И, знаешь, я думаю, не только той ночью он здесь гулял. Раньше тоже, когда планы свои строил и в пиво твое в холодильнике подсыпал снотворное. Это же не в тот день случилось, сто процентов. Он заранее все сделал, чтобы наверняка. – Голиков поводил толстой шеей, как будто растянутый до ключиц воротник широкой кофты был ему тесен. – Как представлю, что какая-то мразь здесь хозяйничала! Ох, пожалел я денег на сигнализацию на северный выход, а зря пожалел. Кто ж его знал, что так выйдет! Жутковато, если честно, Витя.
– Не просто мразь, Геннадий Сергеевич, а убийца. – Витя осмелился все-таки выговорить страшное слово и принялся крутить головой по сторонам. – Представляете, я спал, а он вокруг меня разгуливал! Но я чего подумал, Геннадий Сергеевич. А вдруг это маньяк? Вдруг повадится к нам за девочками? Может, нам того, рассказать все?
– Кому? – вскинулся босс.
– Полиции.
– Витя, ты совершенный идиот. – Голиков болезненно сморщился. С третьей попытки свел пальцы на животе, укоризненно качнул головой. – Полиции рассказать! И где труп спрятал – тоже расскажешь?
– А при чем это? – обиделся Витя. – Я его не убивал, если что.
– Ага. Только докажи попробуй. И действия свои потом обоснуй. Идиот ты все же, Витя.
Голиков расцепил пальцы – сидеть так было неудобно. У него всегда в этом кресле начинали ныть ноги. Давно пора было похудеть, он даже к диетологу записался. Только визит пришлось пропустить из-за всей этой истории. А если хорошо подумать, диетолог ему в ближайшее время может и не понадобиться.
Не выберется из этой истории без потерь – ему диету прокурор припишет.
– Наше дело теперь помалкивать. – Он поднялся. – Не рассказали сразу – все, время упущено. Теперь нельзя. Мы, Витя, ничего не знаем, никого не видели, никого не подозреваем. Аминь.
Глава 14
– Антоша, как же вкусно, сынок. Вот повезет девочке, которая станет твоей женой. Горя знать не будет. Ей и на кухню незачем будет заходить. Спасибо, Антоша, очень вкусно.
Мама взяла со стола салфетку. Осторожно, как будто боялась потревожить грим, промокнула губы. Антон улыбнулся. Только мама могла так красиво это делать – легко, воздушно, почти театрально. Но он-то знал, что она не играет. Просто она от природы была такой – красивой, утонченной, интеллигентной, грациозной. В жизни ей не повезло, это да. Не повезло с его отцом, который оказался мерзавцем, испортил ей карьеру, наплевал в душу.

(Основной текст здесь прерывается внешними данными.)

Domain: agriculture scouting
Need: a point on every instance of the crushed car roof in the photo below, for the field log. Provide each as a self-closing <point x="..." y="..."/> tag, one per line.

Без отца его мама многого бы добилась и не прозябала бы в тесной хрущевке на окраине. И не работала библиотекарем за гроши.
Ее родители были обеспеченными, известными в интеллигентных кругах людьми. Они ей дали великолепное образование. Прочили блестящее будущее. Но…
Но ей, милой, белокурой, утонченной Лилечке, девочке из хорошей семьи, выпала карта влюбиться в отца Антона. В парня из фабричной слободки, как называла его мама Лилечки. Отец просто отказывался как бы то ни было его называть и считал эту любовь болезнью, не иначе. Помутнением рассудка.